Сутуловатый, черномазый полтавец Бондарчук, тогдашний графский денщик, высунувшись с лоханкой из-за перегородки, где стояла походная, складная кровать главнокомандующего, сказал мне: «Звелели, добродию, обождать». По этот бок перегородки, беспечно и мирно, точно где-нибудь на родине, в Гатчине или Чухломе, потрескивали в печке откуда-то добытые сухие поленца. Пахло дымком и столь любимым графским прысканьем — смесью мяты, шалфея и калуфера. Воображение переносило в русскую баню, а в опочивальне графа, кстати, слышались некие приятные вздохи, оханье и как бы плесканье.

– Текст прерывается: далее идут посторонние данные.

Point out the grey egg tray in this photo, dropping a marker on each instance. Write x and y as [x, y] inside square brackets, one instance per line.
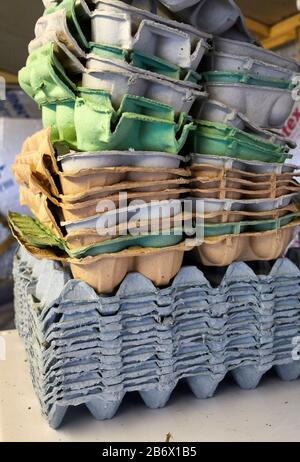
[257, 53]
[77, 161]
[55, 27]
[119, 24]
[219, 61]
[266, 107]
[213, 16]
[215, 111]
[89, 349]
[119, 78]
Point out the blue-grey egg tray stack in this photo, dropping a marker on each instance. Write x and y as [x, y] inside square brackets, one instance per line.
[89, 349]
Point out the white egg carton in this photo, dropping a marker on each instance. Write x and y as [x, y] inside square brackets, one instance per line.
[153, 210]
[249, 166]
[119, 78]
[249, 50]
[77, 161]
[266, 107]
[118, 24]
[220, 61]
[215, 111]
[216, 17]
[54, 27]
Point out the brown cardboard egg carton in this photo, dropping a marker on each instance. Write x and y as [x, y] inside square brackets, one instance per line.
[41, 208]
[228, 216]
[105, 272]
[98, 234]
[218, 172]
[236, 188]
[41, 203]
[223, 250]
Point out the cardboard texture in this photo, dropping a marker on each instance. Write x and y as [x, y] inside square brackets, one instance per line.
[141, 103]
[244, 325]
[115, 23]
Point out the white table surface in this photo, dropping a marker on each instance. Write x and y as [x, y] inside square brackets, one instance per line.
[269, 413]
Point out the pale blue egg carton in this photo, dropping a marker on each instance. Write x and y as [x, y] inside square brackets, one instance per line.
[89, 349]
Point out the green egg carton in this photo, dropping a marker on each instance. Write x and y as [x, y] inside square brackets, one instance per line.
[258, 226]
[90, 123]
[76, 15]
[44, 78]
[224, 130]
[145, 61]
[246, 78]
[34, 233]
[223, 140]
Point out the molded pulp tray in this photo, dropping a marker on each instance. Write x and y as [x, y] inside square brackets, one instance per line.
[120, 78]
[117, 57]
[265, 106]
[54, 27]
[77, 161]
[224, 140]
[218, 61]
[113, 23]
[213, 16]
[247, 167]
[188, 330]
[215, 111]
[255, 52]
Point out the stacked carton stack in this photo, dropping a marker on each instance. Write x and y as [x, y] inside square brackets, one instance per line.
[86, 349]
[119, 85]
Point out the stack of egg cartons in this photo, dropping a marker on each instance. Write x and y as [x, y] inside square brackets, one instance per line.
[116, 84]
[121, 101]
[237, 162]
[89, 349]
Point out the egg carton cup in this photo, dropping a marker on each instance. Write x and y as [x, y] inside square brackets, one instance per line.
[44, 78]
[253, 206]
[238, 191]
[155, 210]
[247, 167]
[215, 139]
[205, 382]
[140, 62]
[230, 180]
[41, 205]
[74, 162]
[89, 180]
[219, 61]
[102, 237]
[83, 127]
[75, 15]
[257, 53]
[212, 16]
[223, 250]
[39, 147]
[215, 111]
[265, 106]
[233, 217]
[120, 78]
[54, 28]
[67, 58]
[107, 271]
[212, 168]
[168, 233]
[113, 23]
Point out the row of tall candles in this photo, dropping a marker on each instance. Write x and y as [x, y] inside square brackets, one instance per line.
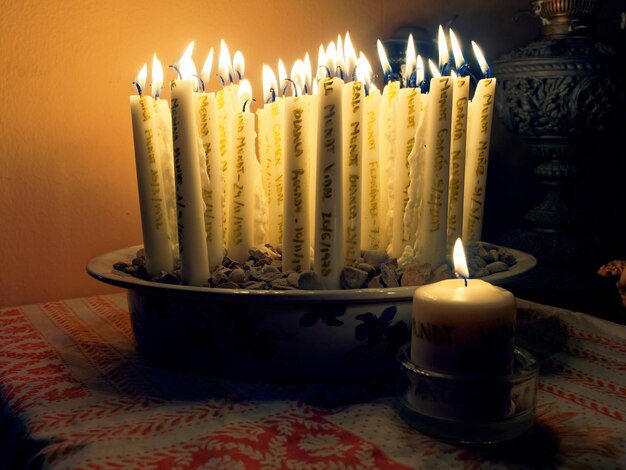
[340, 167]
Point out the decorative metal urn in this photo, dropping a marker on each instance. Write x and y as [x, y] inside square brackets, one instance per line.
[559, 94]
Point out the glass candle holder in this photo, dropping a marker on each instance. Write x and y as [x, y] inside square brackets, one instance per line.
[469, 410]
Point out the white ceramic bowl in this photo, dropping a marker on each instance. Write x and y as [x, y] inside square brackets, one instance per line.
[271, 335]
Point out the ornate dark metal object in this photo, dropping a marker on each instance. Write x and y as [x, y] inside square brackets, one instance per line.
[559, 94]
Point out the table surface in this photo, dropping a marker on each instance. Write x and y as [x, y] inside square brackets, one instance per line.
[75, 394]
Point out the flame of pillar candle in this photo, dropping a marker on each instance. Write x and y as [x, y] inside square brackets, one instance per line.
[384, 62]
[157, 77]
[482, 63]
[140, 83]
[283, 83]
[410, 64]
[434, 71]
[244, 95]
[269, 84]
[224, 66]
[340, 69]
[351, 62]
[330, 58]
[444, 52]
[239, 65]
[308, 78]
[298, 77]
[460, 263]
[205, 73]
[459, 60]
[321, 72]
[186, 66]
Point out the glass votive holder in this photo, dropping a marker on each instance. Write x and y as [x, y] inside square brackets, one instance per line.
[468, 410]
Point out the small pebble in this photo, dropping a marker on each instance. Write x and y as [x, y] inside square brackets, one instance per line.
[497, 267]
[375, 283]
[237, 275]
[388, 276]
[375, 258]
[310, 281]
[352, 278]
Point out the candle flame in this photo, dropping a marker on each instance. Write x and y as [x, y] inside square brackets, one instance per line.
[420, 70]
[141, 77]
[308, 77]
[298, 77]
[205, 73]
[186, 66]
[444, 53]
[340, 68]
[409, 60]
[482, 63]
[350, 59]
[157, 76]
[364, 71]
[321, 72]
[331, 58]
[459, 60]
[460, 263]
[282, 77]
[434, 71]
[239, 64]
[224, 66]
[244, 95]
[269, 84]
[384, 62]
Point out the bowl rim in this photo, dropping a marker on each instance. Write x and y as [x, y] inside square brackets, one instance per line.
[101, 268]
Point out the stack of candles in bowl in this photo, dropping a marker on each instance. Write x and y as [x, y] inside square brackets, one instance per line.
[337, 166]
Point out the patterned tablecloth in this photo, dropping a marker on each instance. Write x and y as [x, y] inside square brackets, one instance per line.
[76, 395]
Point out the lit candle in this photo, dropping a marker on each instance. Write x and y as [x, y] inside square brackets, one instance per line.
[386, 131]
[149, 182]
[194, 262]
[213, 194]
[477, 156]
[226, 112]
[244, 169]
[352, 129]
[464, 326]
[433, 215]
[329, 241]
[460, 98]
[296, 235]
[406, 121]
[163, 125]
[370, 193]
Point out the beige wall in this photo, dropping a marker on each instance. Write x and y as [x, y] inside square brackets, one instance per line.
[67, 181]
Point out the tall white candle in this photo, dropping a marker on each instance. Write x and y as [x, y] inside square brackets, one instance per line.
[386, 132]
[296, 233]
[352, 129]
[477, 156]
[150, 185]
[243, 168]
[432, 220]
[460, 100]
[329, 239]
[194, 262]
[406, 119]
[371, 223]
[213, 195]
[458, 140]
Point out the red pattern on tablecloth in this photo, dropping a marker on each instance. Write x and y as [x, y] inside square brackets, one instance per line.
[119, 372]
[30, 370]
[69, 373]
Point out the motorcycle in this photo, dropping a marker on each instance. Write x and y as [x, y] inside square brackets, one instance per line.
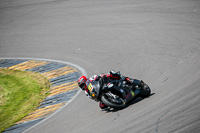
[116, 93]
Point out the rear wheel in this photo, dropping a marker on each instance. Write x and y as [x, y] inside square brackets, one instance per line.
[113, 100]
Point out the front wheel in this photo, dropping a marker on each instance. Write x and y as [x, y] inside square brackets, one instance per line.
[110, 102]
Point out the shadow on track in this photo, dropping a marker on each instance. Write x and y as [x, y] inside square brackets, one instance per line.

— Еще, голубчик, хохлик! Ну-ка, Бондарчук! Ой, Господи! Да важно, как еще! — восклицал Александр Васильевич, очевидно подставляя под лоханку денщика то лицо, то затылок, то плечи.
— Удивляешься? — спросил он вдруг, выйдя закутанный в простыню. — Часочек рекреации! С Покрова, брат, головы не мыл; наутро же знаешь какое дело…
Граф вытерся, опростал голову, сел на какой-то обрубок и протянул к печке худые, волосатые, тоже вымытые ноги, на которые денщик стал натягивать шерстяные стоптанные онучки вместо чулок и сапоги. Все тело графа, впалые плечи и узкая плоская грудь поражали слабостью и худобой. Он, под влиянием приятной печной теплоты, смолк и стал слегка вздремывать.
«И этому тщедушному старику предстоит завтра такое страшное, ответственное дело», — подумал я.
— Пуговичку… ниже, ох, что же это? — проговорил в полусне Суворов и вдруг весело раскрыл глаза. — Молода была — янычар была, стара была — баба стала… Бехтеев, ты тут! Случай, ты не лживка и не ленивка? Скажи, да по правде, любишь Питер?.. То-то, где его любить! Близко к немцам… Оттого и многие там пакости. Всюду, ох, проникает питерский воздух… Прислони, братец, дверь в сенях плотнее, — так-то… Оно спокойнее. Не то, как бы опять из Ясс не запахло Питером! Критика, политика, вернунфты!